What this implies for consumers of .jes files:

  • Platforms (HackerOne, Bugcrowd, Immunefi, customer-facing webhooks) SHOULD pin the signer pubkey the first time they see a submission from a given researcher handle, and alert on any subsequent submission bearing a different pubkey under that handle. jesses verify exposes signer.pubkey as a top-level field in --json output precisely so platforms can pivot on it.
  • Enterprise triage teams SHOULD maintain an internal mapping of researcher-handle → expected-pubkey and treat mismatches as "manual review" rather than auto-accept.
  • Bug bounty researchers SHOULD treat ~/.jesses/key as sensitive material equivalent to an SSH private key. The v0.1 file stores the key unencrypted; a chmod 600 is the only protection. A lost key is revocable only by publishing a rotation note and rebuilding reputation under the new key.
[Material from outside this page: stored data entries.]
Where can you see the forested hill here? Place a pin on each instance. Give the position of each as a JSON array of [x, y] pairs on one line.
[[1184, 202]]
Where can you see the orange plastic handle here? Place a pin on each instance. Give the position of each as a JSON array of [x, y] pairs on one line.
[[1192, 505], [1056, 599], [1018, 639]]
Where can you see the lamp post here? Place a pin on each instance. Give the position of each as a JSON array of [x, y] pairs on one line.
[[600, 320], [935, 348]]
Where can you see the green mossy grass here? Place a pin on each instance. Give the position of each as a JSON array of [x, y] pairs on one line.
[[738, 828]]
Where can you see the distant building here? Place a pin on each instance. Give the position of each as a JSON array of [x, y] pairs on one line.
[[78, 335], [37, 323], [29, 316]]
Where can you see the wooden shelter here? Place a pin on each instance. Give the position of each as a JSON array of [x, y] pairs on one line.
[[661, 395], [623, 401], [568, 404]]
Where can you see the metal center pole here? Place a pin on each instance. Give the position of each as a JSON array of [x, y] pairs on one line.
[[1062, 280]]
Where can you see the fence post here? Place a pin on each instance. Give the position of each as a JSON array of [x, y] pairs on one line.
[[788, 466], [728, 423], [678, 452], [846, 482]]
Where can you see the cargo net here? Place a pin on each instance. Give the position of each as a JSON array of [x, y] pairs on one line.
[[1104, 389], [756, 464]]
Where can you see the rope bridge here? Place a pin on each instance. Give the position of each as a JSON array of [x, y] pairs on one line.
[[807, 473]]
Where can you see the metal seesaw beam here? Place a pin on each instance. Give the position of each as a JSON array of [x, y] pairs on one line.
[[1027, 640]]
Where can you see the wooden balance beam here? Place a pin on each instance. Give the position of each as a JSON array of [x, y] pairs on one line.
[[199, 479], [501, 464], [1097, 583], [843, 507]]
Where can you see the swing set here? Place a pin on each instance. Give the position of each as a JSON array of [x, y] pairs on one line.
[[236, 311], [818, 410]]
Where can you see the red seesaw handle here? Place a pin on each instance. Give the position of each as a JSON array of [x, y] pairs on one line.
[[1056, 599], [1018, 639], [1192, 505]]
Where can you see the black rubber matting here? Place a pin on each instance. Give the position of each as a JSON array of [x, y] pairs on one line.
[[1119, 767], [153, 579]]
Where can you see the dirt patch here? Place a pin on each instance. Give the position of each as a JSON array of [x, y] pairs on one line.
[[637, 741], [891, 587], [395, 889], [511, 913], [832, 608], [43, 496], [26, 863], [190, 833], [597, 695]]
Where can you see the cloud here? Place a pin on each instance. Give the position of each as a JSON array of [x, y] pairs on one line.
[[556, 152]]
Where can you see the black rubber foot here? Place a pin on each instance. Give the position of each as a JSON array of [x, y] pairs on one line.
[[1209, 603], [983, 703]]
v0.4 introduces optional Ethereum Attestation Service (EAS) anchoring for cross-session reputation; v0.3 introduces TEE-attested signing that makes the private key unextractable. Neither is available in v0.1. TOFU is what v0.1 gives you; plan for it.

For curious readers

If you are reading this looking for a clever way to forge a .jes, start with THREAT_MODEL.md. The seven attacks listed there are the ones we have already considered. If you find an 8th — one we have not listed and cannot defend against — that is exactly the kind of finding we are built to hear.